線と線を繋ぎ合わせることで魔法を成立させているのだ。
「光の筋が見えないと魔道具を作ることはできないんだね」
「そういうこと」
「やっぱりお兄ちゃんはすごいよ。特別なんだと思うなぁ」
「天職ってだけだ。すごいわけじゃない」
「そうかなぁ?」
マイヌは木片をいじる俺を興味深そうに眺めている。
「思い出したよ。お前は昔もこうして俺の作業を見ていたな」
「何をやっているのか全然わからなかったけどね」
「そんなもの見て楽しいのか?」
「楽しくないよ? 私が見ていたのは魔道具じゃなくて、魔道具を作っているお兄ちゃんなの。お兄ちゃんが夢中で仕事しているのを見るのが好きだったの。かっこいいって思ったから」
「仕事する俺がかっこいい? お前はなんて邪悪な言葉を使うんだ……」
「え、なんかごめん」
作業に一段落がついたところでマイヌに忠告する。
「俺が魔道具を作れるってことは誰にも言っちゃダメだぞ? 大変なことになるからな。頭からピンクの煙とか出るからな。ケツも出すし」
「私、なんとなくお兄ちゃんが王都でどんな目に遭ったのか想像できる気がする。お兄ちゃんってたぶんお金が好きな人からするとおいしそうなケツに見えるんだろうなぁ」
「ケツとか言うな。まあでも、ケツってのは隠しておくものだ。見せびらかすものじゃない。内緒だからな?」
「うん。
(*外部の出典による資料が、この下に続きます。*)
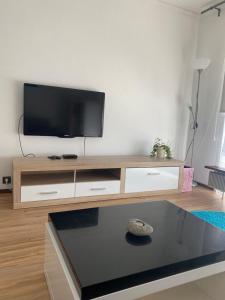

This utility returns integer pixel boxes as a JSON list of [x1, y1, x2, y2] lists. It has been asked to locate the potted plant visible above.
[[151, 138, 172, 159]]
わかった」
ふんふんと頭を振るマイヌが可愛かったので顔をサンドイッチにすると、頬が熱したチーズのようにとろけ始めた。
指の間から溶け落ちそうだ。
「もう寝ろ」
「そうする。お兄ちゃんも早く寝るんだよ?」
言われるまでもない。
でも、明日から気兼ねなくゴロゴロするためにも今日はもう少しだけ作業を進めるとしよう。